Lowell Schoenfeld (April 1, 1920 – February 6, 2002) was an American mathematician known for his work in analytic number theory.

==Career==
Schoenfeld received his Ph.D. in 1944 from University of Pennsylvania under the direction of Hans Rademacher.

In 1953, as an assistant professor at the University of Illinois Urbana-Champaign, he married (as his second wife) associate professor Josephine M. Mitchell, causing the university to fire her from her tenured position under its anti-nepotism rules while allowing him to keep his more junior tenure-track job.
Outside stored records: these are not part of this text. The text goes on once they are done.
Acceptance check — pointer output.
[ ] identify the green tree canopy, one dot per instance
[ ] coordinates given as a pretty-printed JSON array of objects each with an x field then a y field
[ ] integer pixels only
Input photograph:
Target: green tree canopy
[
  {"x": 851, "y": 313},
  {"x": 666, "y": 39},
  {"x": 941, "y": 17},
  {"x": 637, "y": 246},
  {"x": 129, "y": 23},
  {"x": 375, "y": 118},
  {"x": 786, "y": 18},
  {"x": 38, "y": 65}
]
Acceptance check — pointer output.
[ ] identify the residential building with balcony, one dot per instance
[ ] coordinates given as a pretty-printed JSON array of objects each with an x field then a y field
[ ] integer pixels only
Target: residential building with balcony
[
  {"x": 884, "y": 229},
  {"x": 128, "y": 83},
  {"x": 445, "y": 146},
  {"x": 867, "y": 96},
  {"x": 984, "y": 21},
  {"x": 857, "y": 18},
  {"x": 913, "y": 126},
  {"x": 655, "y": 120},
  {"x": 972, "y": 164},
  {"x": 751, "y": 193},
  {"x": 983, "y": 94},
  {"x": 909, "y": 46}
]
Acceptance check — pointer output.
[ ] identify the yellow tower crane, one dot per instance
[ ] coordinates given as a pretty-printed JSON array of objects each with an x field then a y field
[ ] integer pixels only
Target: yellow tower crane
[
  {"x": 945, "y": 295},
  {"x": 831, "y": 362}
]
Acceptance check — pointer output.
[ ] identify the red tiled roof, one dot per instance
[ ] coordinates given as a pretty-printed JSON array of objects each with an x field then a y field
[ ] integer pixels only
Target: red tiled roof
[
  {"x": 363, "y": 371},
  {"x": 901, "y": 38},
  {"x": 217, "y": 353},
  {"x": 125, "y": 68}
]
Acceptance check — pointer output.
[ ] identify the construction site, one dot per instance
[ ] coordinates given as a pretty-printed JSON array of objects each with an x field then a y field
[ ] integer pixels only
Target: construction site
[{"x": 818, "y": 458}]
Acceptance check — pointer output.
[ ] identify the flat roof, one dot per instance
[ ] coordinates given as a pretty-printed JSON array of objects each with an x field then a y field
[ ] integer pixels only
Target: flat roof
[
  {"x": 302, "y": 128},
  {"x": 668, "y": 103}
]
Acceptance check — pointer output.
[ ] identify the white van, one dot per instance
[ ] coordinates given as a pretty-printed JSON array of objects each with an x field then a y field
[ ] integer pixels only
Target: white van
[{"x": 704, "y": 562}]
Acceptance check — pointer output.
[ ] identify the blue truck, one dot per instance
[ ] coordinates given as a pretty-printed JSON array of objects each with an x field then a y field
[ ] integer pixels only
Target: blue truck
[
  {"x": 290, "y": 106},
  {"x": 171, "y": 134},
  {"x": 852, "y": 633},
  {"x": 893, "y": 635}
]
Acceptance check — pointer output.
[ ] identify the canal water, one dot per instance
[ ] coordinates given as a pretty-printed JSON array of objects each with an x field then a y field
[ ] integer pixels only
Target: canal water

They both resigned in protest, and after several short-term positions they were both able to obtain faculty positions at Pennsylvania State University in 1958. They were both promoted to full professor in 1961, and moved to the University at Buffalo in 1968.

==Contributions==
Schoenfeld is known for obtaining the following results in 1976, assuming the Riemann hypothesis:

$|\pi(x)-{\rm li}(x)|\le\frac{\sqrt x\,\ln x}{8\pi}$

for all x ≥ 2657, based on the prime-counting function π(x) and the logarithmic integral function li(x), and

$|\psi(x)-x|\le\frac{\sqrt x\,\ln^2 x}{8\pi}$

for all x ≥ 73.2, based on the second Chebyshev function ψ(x).